Про мега-сканирование
Jul. 13th, 2007 02:40 amИнтересные подробности:
“Previously, when people have done scanning, they always were constrained by their budget and their scale,” Clancy told me. “They had to spend all this time figuring out which were the perfect ten thousand books, so they spent as much time in selection as in scanning. All the technology out there developed solutions for what I’ll call low-rate scanning. There was no need for a company to build a machine that could scan thirty million books. Doing this project just using commercial, off-the-shelf technology was not feasible. So we had to build it ourselves.”
Google will not discuss its proprietary scanning technology, but, rather than investing in page-turning equipment, the company employs people to operate the machines, I was told by someone familiar with the process. “Automatic page-turners are optimized for a normal book, but there is no such thing as a normal book,” Clancy said. “There is a great deal of variability over books in a library, in terms of size or dust or brittle pages.” (To needle Google, several blogs have posted images from the books site that include the scanners’ fingers.) Google will not reveal how much it is spending on the books project. In 2005, Microsoft announced that it would spend two and a half million dollars to scan a hundred thousand out-of-copyright books in the collection of the British Library.
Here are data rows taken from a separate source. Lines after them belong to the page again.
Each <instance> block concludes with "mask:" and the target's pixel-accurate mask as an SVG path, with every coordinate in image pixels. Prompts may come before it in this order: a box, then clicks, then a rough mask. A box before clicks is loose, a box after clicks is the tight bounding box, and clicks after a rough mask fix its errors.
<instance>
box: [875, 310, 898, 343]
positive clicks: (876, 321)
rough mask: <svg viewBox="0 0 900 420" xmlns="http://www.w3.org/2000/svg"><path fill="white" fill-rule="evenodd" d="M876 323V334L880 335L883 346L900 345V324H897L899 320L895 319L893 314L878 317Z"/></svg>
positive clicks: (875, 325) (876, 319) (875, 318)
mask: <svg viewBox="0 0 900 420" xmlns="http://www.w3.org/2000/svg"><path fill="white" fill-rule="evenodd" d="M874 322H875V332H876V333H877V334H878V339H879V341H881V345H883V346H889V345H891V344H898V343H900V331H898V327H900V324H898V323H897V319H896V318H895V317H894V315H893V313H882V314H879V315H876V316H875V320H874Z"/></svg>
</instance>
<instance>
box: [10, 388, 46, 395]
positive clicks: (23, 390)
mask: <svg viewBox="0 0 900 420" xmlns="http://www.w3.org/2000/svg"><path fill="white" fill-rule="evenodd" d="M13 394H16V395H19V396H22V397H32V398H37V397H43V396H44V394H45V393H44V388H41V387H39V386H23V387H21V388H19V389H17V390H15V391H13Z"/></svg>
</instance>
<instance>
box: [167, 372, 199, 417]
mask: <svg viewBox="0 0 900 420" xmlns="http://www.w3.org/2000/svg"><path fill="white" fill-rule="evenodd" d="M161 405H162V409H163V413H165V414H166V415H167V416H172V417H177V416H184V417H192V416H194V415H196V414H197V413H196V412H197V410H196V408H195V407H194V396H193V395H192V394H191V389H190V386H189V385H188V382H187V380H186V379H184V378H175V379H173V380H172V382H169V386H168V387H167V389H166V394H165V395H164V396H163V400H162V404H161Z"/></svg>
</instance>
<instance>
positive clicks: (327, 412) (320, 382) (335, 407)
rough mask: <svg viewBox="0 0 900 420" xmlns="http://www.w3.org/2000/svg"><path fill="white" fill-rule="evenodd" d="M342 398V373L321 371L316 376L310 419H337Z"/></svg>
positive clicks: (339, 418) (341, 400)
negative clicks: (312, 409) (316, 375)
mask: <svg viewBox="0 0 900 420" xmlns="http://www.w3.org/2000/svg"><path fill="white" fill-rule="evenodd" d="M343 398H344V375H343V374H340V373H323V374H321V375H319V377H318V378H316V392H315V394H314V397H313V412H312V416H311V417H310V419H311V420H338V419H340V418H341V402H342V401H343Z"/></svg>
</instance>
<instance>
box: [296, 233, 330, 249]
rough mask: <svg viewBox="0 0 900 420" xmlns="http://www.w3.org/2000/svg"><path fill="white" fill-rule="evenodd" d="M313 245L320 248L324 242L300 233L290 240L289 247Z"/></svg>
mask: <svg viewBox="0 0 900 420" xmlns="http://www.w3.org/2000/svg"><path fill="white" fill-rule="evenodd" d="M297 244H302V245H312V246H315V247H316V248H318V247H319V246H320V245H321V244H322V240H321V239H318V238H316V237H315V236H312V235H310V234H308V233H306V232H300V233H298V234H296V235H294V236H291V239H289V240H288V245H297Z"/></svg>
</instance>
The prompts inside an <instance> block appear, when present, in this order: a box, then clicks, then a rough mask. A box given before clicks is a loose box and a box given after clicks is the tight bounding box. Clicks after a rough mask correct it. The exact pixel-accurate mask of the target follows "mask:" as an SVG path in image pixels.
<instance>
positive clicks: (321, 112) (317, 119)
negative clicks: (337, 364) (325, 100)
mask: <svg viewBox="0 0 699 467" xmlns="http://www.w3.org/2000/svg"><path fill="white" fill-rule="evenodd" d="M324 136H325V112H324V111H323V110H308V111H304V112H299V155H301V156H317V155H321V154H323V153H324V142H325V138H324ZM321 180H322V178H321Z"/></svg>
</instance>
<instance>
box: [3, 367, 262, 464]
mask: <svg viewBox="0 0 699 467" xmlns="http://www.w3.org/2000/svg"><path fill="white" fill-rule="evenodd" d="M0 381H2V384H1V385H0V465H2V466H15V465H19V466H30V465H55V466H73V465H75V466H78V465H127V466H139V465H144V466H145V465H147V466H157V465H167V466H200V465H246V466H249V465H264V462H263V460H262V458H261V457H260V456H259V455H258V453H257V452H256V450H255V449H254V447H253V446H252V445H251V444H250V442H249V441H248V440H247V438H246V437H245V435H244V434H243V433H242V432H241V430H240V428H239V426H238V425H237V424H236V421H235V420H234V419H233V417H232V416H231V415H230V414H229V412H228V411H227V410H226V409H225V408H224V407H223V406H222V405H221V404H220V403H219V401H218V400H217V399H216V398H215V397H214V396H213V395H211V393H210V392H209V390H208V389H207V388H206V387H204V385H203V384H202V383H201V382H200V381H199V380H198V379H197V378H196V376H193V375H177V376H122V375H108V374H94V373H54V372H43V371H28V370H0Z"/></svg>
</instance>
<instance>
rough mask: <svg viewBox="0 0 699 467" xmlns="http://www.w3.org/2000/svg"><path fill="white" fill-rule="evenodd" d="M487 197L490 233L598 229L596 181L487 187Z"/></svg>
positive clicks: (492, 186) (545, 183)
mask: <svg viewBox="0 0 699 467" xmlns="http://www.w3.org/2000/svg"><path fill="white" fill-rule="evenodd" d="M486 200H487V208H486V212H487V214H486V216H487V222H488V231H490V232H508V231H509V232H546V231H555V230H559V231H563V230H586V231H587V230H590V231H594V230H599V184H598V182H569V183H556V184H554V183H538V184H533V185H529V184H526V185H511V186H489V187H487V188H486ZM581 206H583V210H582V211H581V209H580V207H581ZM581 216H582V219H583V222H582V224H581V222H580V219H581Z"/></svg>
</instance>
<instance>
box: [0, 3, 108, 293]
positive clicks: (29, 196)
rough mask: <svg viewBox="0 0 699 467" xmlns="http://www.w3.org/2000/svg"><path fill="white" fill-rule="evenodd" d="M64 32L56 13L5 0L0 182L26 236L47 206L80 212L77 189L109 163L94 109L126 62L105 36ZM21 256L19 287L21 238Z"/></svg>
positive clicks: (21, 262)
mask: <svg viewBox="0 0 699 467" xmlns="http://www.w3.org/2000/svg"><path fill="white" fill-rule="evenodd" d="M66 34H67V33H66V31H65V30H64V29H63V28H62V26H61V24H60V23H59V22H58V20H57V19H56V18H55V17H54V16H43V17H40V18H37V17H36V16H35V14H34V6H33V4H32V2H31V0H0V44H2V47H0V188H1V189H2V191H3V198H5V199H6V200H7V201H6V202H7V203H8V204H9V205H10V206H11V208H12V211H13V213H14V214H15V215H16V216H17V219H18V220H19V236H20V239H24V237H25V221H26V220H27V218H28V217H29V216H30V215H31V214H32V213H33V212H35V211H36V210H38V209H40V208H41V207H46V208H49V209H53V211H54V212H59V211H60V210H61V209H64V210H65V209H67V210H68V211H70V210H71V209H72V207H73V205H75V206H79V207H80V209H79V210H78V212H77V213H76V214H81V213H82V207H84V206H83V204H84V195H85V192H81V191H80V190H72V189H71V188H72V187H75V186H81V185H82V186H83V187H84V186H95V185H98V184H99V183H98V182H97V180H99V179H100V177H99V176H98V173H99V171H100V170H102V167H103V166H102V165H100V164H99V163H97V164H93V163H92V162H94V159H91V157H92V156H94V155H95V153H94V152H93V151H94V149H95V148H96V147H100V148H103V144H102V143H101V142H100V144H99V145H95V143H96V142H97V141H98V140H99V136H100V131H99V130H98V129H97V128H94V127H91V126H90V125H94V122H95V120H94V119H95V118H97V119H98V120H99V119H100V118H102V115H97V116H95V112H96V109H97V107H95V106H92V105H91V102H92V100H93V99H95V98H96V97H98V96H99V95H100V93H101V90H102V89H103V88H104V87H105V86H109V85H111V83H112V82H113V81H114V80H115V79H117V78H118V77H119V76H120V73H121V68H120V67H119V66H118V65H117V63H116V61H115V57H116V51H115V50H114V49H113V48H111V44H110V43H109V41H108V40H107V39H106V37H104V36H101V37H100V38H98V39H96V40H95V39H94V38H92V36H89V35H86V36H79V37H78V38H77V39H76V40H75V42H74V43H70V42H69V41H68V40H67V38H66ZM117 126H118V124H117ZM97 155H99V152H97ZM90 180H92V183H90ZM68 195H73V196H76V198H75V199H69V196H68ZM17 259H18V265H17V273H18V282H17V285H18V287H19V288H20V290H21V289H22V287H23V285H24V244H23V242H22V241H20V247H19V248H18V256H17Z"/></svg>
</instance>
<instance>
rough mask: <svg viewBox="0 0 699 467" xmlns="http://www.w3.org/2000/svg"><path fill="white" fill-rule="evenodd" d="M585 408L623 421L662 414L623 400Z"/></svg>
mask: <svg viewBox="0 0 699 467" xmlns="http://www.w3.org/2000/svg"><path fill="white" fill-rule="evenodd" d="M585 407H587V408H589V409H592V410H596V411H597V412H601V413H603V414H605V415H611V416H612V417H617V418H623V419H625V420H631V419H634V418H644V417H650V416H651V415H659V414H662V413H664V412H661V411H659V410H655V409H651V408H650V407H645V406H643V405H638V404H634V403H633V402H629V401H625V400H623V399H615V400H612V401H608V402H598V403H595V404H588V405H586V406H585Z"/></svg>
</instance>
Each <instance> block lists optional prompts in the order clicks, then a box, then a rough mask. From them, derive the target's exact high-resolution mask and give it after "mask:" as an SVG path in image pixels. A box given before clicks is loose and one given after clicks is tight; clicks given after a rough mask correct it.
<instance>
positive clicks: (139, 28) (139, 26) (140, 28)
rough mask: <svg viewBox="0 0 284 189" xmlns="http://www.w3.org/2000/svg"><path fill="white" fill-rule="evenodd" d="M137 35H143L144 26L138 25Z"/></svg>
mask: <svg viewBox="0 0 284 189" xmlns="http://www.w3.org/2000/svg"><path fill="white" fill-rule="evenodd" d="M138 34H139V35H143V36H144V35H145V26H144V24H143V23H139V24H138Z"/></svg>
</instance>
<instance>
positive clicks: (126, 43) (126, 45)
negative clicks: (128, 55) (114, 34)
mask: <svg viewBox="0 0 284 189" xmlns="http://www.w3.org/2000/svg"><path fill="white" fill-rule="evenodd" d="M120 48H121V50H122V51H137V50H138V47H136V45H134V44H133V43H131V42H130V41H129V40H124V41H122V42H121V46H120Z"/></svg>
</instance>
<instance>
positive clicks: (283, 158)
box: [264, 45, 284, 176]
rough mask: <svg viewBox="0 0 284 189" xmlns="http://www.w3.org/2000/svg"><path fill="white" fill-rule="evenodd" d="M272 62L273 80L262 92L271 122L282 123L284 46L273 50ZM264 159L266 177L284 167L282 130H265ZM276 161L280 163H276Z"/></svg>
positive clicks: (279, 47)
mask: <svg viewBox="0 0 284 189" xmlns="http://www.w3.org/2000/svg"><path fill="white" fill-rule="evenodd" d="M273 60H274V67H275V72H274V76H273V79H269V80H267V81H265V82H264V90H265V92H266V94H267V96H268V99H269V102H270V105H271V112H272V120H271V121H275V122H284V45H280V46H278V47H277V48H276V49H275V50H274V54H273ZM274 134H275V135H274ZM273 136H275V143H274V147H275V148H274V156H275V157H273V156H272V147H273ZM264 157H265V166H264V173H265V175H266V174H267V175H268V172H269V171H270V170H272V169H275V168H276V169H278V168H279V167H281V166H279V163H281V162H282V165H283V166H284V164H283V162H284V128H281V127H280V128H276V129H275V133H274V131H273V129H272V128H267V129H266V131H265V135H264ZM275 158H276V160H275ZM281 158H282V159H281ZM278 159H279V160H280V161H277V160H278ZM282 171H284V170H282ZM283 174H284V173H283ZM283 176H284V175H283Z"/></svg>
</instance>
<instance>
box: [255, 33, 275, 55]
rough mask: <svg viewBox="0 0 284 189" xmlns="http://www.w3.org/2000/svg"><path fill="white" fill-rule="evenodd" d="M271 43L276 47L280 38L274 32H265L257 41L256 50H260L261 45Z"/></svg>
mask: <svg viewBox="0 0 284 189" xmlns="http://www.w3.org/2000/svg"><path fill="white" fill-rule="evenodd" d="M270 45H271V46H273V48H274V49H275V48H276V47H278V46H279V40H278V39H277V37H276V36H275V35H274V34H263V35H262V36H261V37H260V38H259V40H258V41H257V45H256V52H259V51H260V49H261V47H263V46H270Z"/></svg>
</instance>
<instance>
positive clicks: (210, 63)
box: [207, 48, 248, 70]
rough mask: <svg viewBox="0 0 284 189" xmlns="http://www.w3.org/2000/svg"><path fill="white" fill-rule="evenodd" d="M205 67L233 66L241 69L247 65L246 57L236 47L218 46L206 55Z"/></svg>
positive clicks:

At this rate, scanning thirty-two million books—the number in WorldCat’s database—would cost Google eight hundred million dollars, a major but hardly extravagant expenditure for a multibillion-dollar corporation.
Copying all those pages presents many difficulties, but writing software to make the books useful to searchers is even harder. “The scanning technology is boring,” Clancy said. “The real challenge is to get somebody something that they are actually interested in, inside a book. Web sites are part of a network, and that’s a significant part of how we rank sites in our search—how much other sites refer to the others.” But, he added, “Books are not part of a network. There is a huge research challenge, to understand the relationship between books.”